ÖGFA_Vortrag: Verantwortung für den Raum, Friedrich Schindegger, Wien
VortragIst Raumentwicklung das Ergebnis von Planung?
„Wenn sich ein Investor und ein Grundstückseigentümer einig sind, dann treiben sie jeden Bürgermeister vor sich her“, so beschreibt der Raumplaner Friedrich Schindegger das realpolitische Dilemma der Stadt- und Raumplanung in Österreich. Was muss sich ändern, damit die Raumplanung ihre Rolle als Anwältin des Gemeinwohls wahrnehmen kann?
„Unsere Siedlungsräume sind nicht das Ergebnis eines ausgeführten Planes, sondern die räumliche Ausprägung der Wertvorstellungen und Machtverhältnisse der darin lebenden Gesellschaften. Diese zeigen sich in all ihrer Komplexität und in einer beeindruckenden Beharrlichkeit durch die gesamte Geschichte hindurch bis in unsere Gegenwart, nur gelegentlich durchbrochen von herausragenden Einzelprojekten.
Waren es gegen Ende des 19. Jahrhunderts in Wien die Einbindung der bereits dicht verbauten Vorstädte sowie der Bau der Ringstraße auf dem ehemaligen Glacis, die Donauregulierung sowie das Gesamtkunstwerk der städtischen Infrastruktur von Otto Wagner, die Wien eine neue Qualität verschafften, so sind es im 20. Jahrhundert zunächst die auf die ganze Stadt verteilten Volkswohnpaläste der Gemeinde Wien. In der zweiten Hälfte des 20. Jahrhunderts sind es nach dem rasanten Wiederaufbau vor allem die Rolle der Stadt als Sitz von UNO-Einrichtungen, der U-Bahnbau, die Sanierung der umfangreichen Wohnbausubstanz aus der Gründerzeit und die Donauinsel, welche die Stadt neu prägten. Was aber läuft bei den zahllosen Einzelprojekten kleineren und größeren Umfangs, wo Stadtplanung häufig auf die Legitimation von politisch durchgesetzten Einzelinteressen reduziert wird?
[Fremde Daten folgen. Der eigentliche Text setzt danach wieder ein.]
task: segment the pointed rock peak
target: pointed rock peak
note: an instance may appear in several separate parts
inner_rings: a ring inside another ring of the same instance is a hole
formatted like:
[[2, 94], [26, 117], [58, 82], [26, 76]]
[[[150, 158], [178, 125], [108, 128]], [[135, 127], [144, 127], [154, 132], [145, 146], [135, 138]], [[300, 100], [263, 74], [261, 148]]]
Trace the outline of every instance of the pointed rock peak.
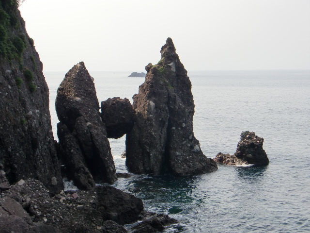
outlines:
[[166, 44], [161, 47], [160, 50], [161, 58], [165, 58], [170, 57], [171, 55], [176, 54], [175, 47], [171, 38], [168, 37], [166, 41]]
[[81, 76], [89, 76], [91, 79], [91, 76], [88, 71], [85, 67], [85, 65], [83, 62], [80, 62], [77, 65], [73, 66], [71, 69], [66, 74], [65, 76], [72, 75], [74, 74], [78, 75]]

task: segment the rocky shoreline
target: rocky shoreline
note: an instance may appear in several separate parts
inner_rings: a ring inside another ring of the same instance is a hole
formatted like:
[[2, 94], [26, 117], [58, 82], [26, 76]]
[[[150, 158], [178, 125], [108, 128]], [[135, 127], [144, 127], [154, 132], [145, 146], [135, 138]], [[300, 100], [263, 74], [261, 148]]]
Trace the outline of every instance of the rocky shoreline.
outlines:
[[[130, 175], [116, 174], [108, 140], [125, 134], [131, 172], [182, 176], [217, 169], [194, 136], [191, 83], [172, 39], [162, 47], [159, 62], [145, 67], [133, 105], [114, 98], [100, 107], [84, 63], [74, 66], [57, 91], [57, 142], [42, 64], [17, 2], [10, 2], [0, 5], [12, 19], [1, 22], [5, 33], [0, 43], [5, 51], [0, 55], [1, 232], [155, 233], [177, 224], [145, 211], [141, 199], [107, 184]], [[247, 135], [256, 140], [246, 146], [250, 163], [259, 157], [254, 152], [262, 151], [264, 139]], [[79, 190], [64, 191], [63, 178]]]

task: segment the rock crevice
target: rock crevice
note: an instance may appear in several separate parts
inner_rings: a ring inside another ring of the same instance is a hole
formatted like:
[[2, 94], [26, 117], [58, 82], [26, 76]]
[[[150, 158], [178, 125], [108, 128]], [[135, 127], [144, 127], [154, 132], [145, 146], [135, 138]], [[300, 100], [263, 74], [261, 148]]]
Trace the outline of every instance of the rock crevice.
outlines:
[[66, 174], [81, 189], [117, 179], [106, 126], [92, 78], [83, 62], [65, 75], [57, 90], [56, 112], [61, 159]]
Diese Frage stellt sich sowohl für Interventionen im Bestand, für Neuanlagen in den sogenannten Entwicklungsgebieten oder an den vernachlässigten Stadträndern?
Was lässt sich lernen aus den ‚Vorzeigeprojekten’ der letzten Jahrzehnte? Architektur zeigt stets implizite gesellschaftspolitische Wirkungen. Aktuell wird sie jedoch zunehmend für politisches und kommerzielles Branding eingesetzt. Nicht besser geht es der Raumplanung, die am Gängelband der Tagespolitik hängt. Lobby haben sie beide keine. Wo liegen Schnittstellen und gemeinsame Aufgaben von Architektur und Raumplanung als explizit gesellschaftspolitischen Aufgaben?
Wird die Stadtregion Wien als eine Verantwortungsdimension wahrgenommen? Wer trägt die Verantwortung für das urbane Umfeld aktueller Großprojekte? Wird die Verwertungslage der Investoren zum eigentlichen Gestaltungskriterium? Wer vertritt in einer Periode absoluter Klientelpolitik die Interessen des Gemeinwohls? Mehr Fragen als Antworten. Räumliche Gemeinwohlvorsorge braucht jedenfalls Rückhalt in der öffentlichen Meinung. Wichtigstes Aufgabenfeld der Raumplanung ist deshalb Bewusstseins- und Meinungsbildung.“
Text: Friedrich Schindegger
Vortrag:
Friedrich Schindegger
Diplom in Architektur, Dissertation in Raumplanung. Langjähriger wissenschaftlicher Referent im Österreichischen Instituts für Raumplanung, davon elf Jahre stv. Leiter, befasst mit Projekten auf allen Maßstabsebenen der Raumplanung, lokal bis international. Lehraufträge an mehreren Universitäten. Autor des Buches RAUM. PLANUNG.POLITIK, Ein Handbuch zur Raumplanung in Österreich, Böhlau Verlag, Wien 1999.
Respondenz:
Sibylla Zech
Raumplanerin, Univ. Prof. an der TU Wien, Department für Raumplanung, Fachbereich Regionalplanung und Regionalentwicklung, Gründerin Planungsbüro stadtland, Ingenieurbüro für Raumplanung und Raumordnung sowie Landschaftsplanung und Landschaftsarchitektur; Arbeitsschwerpunkte: Stadt- und Regionalentwicklung, ökologisch und soziokulturell orientierte Raumplanung, kommunikative Planungsprozesse.